NLM DIR Seminar Schedule

UPCOMING SEMINARS

RECENT SEMINARS

Scheduled Seminars on Jan. 13, 2026

Speaker
Qiao Jin
PI/Lab
Zhiyong Lu
Time
11 a.m.
Presentation Title
Language Modeling for Medical Calculations
Location
Hybrid
In-person: Building 38A/B2N14 NCBI Library or Meeting Link

Contact NLMDIRSeminarScheduling@mail.nih.gov with questions about this seminar.

Abstract:

Medical calculators are evidence-based tools that can provide quantitative decision support in disease diagnosis, risk stratification, treatment planning, and prognosis prediction. While large language models (LLMs) have shown state-of-the-art performance in medical question answering and clinical trial matching, their capabilities for medical calculation remain unclear. To address this, we first present benchmarks for evaluating the capabilities of LLMs for medical calculator recommendation (MedQA-Calc, AMIA 2025) and usage (MedCalc-Bench, NeurIPS 2024).

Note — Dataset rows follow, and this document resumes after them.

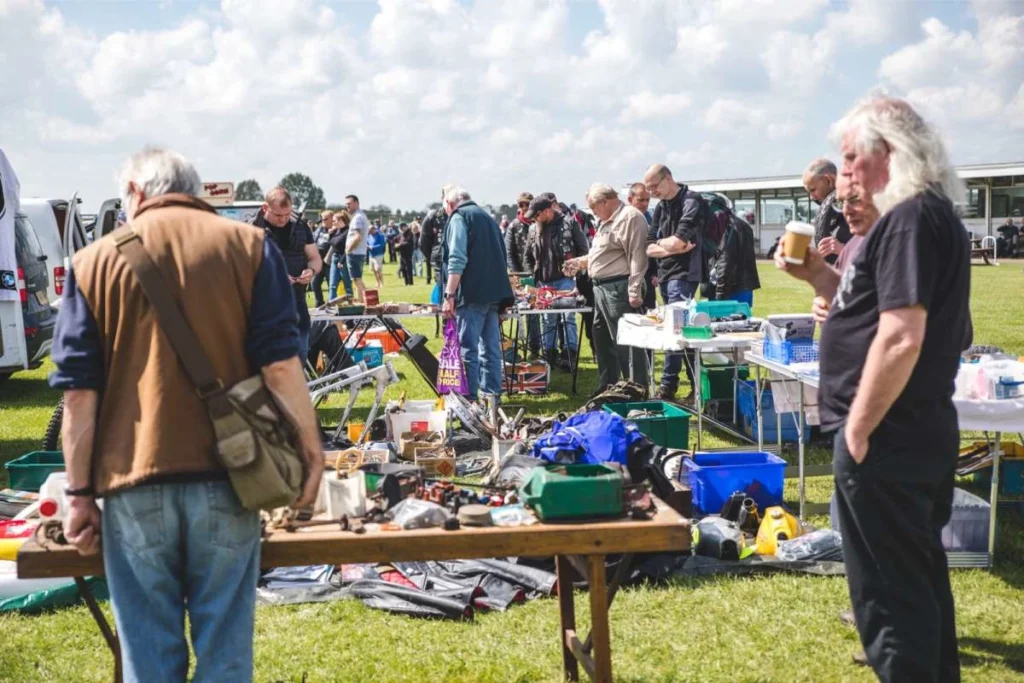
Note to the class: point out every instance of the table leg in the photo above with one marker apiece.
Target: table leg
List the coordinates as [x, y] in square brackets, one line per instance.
[576, 360]
[566, 609]
[600, 632]
[800, 446]
[994, 498]
[697, 402]
[104, 628]
[757, 398]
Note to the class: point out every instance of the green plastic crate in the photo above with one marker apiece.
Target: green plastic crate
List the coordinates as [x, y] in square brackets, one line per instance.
[716, 383]
[573, 492]
[30, 471]
[672, 430]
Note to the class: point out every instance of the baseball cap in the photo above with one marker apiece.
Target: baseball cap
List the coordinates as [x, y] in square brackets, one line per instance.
[537, 206]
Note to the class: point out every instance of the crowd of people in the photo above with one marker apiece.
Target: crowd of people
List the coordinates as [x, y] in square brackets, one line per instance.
[890, 275]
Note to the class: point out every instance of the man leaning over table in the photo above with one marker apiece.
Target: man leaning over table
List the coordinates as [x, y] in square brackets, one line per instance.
[136, 433]
[616, 264]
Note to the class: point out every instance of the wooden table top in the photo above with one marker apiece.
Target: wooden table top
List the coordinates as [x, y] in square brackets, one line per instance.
[667, 531]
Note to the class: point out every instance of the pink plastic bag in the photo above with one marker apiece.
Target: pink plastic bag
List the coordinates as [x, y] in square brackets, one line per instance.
[451, 372]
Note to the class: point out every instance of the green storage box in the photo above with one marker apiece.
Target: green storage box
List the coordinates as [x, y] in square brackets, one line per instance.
[573, 492]
[671, 429]
[716, 383]
[30, 471]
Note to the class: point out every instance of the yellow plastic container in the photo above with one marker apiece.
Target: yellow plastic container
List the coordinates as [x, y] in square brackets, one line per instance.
[354, 429]
[776, 525]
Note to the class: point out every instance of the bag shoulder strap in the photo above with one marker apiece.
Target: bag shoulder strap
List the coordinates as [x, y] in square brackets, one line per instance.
[172, 322]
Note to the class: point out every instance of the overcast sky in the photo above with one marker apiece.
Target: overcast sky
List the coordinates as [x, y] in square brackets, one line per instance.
[390, 99]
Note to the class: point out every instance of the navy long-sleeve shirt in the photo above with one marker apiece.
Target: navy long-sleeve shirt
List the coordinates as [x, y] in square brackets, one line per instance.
[272, 334]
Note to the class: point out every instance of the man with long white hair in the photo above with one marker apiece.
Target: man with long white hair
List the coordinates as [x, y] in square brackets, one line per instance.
[890, 351]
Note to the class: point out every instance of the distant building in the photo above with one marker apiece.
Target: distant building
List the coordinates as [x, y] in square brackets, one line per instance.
[994, 191]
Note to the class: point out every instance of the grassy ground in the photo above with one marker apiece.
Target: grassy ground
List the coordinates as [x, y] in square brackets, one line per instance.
[778, 628]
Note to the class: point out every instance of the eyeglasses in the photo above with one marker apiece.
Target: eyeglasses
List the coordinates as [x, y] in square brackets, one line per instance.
[853, 201]
[651, 187]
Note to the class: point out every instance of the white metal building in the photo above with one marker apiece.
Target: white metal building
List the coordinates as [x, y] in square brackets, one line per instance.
[995, 191]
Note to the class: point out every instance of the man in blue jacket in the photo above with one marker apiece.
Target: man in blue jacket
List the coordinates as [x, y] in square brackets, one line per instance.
[476, 288]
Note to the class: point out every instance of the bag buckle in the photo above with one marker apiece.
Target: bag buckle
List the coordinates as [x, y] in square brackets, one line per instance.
[210, 389]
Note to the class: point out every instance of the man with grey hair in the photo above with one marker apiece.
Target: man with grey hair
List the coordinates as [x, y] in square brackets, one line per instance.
[890, 351]
[830, 230]
[616, 264]
[476, 289]
[175, 538]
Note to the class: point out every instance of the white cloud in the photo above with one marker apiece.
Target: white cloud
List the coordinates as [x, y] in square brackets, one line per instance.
[645, 105]
[502, 96]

We found that off-the-shelf LLMs do not possess sufficient knowledge of medical calculators and are prone to various calculation errors. To bridge this gap, we introduced AgentMD (Nat Commun 2025), an AI agent capable of curating and applying medical calculators. Using the medical literature, AgentMD curates over 2,000 medical calculators, achieving over 85% accuracy on expert quality checks and over 90% pass rates on unit testing. Augmented by these self-curated calculators and a code executor, AgentMD substantially surpasses off-the-shelf GPT-4 on risk prediction. Results on 698 real-world emergency department notes confirm that AgentMD accurately computes medical risks at the individual level. Moreover, AgentMD can provide population-level insights for institutional risk management. In summary, our trilogy work presents first-of-its-kind benchmarks and methodologies in language modeling for medical calculations, laying the research foundations in this field.